At the end of his life, Van Genk turned almost exclusively to sculpture. The Dr. Guislain Museum has installed his work as it had been set up in Van Genk’s own home:
The raincoats, by the way, were a major part of Van Genk’s oeuvre, as is the library of books upon which his massive train station sits.
Another extraordinary room-sized installation of the little known outsider, Hans Langner, is testament in and of itself what an unusual institution the Dr. Guislain Museum is.
Can you think of any other venue that has given such a difficult, idiosyncratic work this amount of space and this level of respect?
A similarly sprawling cityscape (I neglected to take a note of the artist’s name) occupies another room. Ah! a little edit here: Dutch outsider art logger extraordinaire, Henk Van Es
just emailed me to identify this artist–fellow Dutchman, Bertus Jonkers. Read Henk’s very interesting post here
And then there’s many, many stellar works by both well known and obscure outsider artists.

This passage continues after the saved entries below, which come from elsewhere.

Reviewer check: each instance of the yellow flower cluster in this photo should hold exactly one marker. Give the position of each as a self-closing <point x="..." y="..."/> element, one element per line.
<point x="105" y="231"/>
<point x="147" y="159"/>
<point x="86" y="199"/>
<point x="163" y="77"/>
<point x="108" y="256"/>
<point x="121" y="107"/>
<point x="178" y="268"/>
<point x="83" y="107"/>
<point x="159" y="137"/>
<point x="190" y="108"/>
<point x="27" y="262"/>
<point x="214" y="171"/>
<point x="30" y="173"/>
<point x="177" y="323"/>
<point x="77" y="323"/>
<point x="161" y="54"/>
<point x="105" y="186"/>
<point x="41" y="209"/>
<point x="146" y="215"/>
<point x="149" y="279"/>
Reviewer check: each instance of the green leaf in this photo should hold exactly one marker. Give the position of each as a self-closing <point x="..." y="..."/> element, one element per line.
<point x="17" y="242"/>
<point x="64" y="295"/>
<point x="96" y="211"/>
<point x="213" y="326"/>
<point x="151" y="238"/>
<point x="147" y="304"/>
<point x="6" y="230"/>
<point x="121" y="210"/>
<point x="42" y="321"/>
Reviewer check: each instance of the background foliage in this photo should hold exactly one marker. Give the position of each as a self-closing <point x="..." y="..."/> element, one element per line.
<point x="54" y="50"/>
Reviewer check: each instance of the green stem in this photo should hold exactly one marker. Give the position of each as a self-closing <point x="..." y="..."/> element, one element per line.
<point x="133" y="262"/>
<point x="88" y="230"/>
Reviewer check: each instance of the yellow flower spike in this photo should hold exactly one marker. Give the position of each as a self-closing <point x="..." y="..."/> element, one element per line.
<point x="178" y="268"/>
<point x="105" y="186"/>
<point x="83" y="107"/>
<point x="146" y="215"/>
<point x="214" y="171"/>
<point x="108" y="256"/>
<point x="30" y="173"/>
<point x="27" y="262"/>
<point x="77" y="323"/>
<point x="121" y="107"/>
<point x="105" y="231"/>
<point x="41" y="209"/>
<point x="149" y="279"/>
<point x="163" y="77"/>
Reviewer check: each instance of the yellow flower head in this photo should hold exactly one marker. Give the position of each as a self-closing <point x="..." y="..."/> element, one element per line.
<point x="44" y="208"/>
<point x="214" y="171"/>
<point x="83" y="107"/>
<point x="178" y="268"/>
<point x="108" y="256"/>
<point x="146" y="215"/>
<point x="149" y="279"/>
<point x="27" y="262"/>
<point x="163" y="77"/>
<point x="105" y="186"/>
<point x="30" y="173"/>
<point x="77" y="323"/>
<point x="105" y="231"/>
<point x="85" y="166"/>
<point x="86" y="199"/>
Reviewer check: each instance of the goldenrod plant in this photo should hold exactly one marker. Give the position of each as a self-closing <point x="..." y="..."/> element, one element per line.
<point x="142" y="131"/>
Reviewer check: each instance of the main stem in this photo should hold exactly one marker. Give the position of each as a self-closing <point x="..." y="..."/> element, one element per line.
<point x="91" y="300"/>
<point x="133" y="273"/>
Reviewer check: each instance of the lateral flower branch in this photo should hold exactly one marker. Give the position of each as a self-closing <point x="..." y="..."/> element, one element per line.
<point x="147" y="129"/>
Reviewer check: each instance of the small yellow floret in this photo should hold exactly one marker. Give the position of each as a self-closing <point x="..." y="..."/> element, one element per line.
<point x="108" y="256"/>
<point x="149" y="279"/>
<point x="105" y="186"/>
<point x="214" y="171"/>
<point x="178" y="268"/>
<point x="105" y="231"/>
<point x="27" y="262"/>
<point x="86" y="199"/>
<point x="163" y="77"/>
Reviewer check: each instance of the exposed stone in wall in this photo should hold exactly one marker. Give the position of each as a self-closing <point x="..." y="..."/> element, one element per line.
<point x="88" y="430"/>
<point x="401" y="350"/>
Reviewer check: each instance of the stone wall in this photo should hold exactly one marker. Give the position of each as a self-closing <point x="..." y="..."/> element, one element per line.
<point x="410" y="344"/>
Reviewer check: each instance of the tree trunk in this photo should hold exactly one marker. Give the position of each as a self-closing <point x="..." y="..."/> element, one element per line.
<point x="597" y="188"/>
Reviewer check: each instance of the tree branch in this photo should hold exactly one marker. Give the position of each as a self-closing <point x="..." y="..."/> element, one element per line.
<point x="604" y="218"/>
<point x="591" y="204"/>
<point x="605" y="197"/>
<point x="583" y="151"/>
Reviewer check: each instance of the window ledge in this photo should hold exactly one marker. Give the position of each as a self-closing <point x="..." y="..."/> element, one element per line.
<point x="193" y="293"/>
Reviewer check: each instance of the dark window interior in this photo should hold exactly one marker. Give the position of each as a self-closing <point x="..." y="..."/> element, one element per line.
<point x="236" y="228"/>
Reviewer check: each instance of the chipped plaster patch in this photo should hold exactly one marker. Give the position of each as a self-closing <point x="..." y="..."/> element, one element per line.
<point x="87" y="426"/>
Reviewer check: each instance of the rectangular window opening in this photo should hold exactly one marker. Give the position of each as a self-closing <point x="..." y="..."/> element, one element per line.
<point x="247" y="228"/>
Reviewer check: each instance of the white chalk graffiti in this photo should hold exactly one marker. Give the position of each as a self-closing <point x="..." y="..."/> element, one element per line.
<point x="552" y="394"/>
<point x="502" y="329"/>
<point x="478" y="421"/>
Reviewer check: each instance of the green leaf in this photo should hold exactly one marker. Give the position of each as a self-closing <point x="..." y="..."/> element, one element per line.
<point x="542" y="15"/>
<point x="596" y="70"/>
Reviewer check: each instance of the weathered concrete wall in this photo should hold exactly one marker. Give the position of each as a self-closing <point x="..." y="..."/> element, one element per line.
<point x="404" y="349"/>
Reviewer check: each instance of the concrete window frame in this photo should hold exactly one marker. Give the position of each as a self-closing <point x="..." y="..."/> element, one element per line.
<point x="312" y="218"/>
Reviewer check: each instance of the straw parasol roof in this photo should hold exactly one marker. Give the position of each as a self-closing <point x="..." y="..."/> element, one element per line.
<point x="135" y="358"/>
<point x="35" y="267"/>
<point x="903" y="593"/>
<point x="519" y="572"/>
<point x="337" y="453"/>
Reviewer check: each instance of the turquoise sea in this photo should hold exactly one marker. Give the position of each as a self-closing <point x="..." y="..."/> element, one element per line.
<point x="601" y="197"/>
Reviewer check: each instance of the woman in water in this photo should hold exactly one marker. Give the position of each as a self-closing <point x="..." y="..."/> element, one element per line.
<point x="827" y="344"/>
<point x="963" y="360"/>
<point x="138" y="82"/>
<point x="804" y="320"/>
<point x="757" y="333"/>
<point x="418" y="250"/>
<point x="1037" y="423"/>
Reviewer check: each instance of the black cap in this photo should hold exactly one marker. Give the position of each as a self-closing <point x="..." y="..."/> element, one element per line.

Oh, I wish I had taken note of this artist’s name. If by chance you know, tell me and I’ll gratefully add in the info.
Henk Van Es to the rescue again! He helped me identify the maker of this submarine: another Dutchman, Gerard van Lankveld
Well, I could go on–I probably photographed the whole collection. Hopefully I’ve enticed you enough that should you find yourself in Brussels, you’ll hop on the train for the hour-long ride to Ghent. And drink in this treasure for yourself!
Hat’s off (er, I mean–on!) to my fabulous travel partner, and coincidentally my husband, who was thoughtful enough to wear clothing that matched this very photogenic facade.
Should none of this interest you, I am certain, that at the very least you will find solace in Ghent chocolate (It is Belgium, after all!) served to you by this chocolatier:
I get the sense he was put off by the leopard skin coat of this customer. I know you will not wear a similar coat–so do not worry–he will be more friendly to you.